A shocking discovery from the British military archives proves that the British army knew that names of two loyalists suspected of involvement in the bombing of Kelly’s Bar.

On the 13th of May 1972, a car bomb detonated without warning outside the Springfield Road bar and resulted in the death of three people.

John Moran and Thomas McIlroy died just days after the attack, and Gerard Clarke died of his injuries 17 years later. Loyalist gunmen shot at survivors of the attack as they gathered outside the bar and 63 were injured. In the wake of the attack, the British government and security forces blamed the attack on the IRA.
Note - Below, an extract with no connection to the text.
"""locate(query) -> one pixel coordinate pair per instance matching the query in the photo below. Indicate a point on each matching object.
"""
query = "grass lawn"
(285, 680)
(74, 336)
However, documents uncovered by researcher Ciarán MacAirt, who works for Paper Trail, show that a member of the Parachute Regiment alerted his superiors to the names of the suspects just hours after the attack.

One of the logs dated 14th May 1972, named a the soldier, who was on leave, and states that he told his superior officer that one individual, who was also named, knew “rather more about Kellys Bar than he should”.

Another log dated the following day, names a soldier who was drinking in the Paisley Park pub, and details how he overheard a man, identified by name, who “announced that Kelly’s Bar would go up in 2 hours.”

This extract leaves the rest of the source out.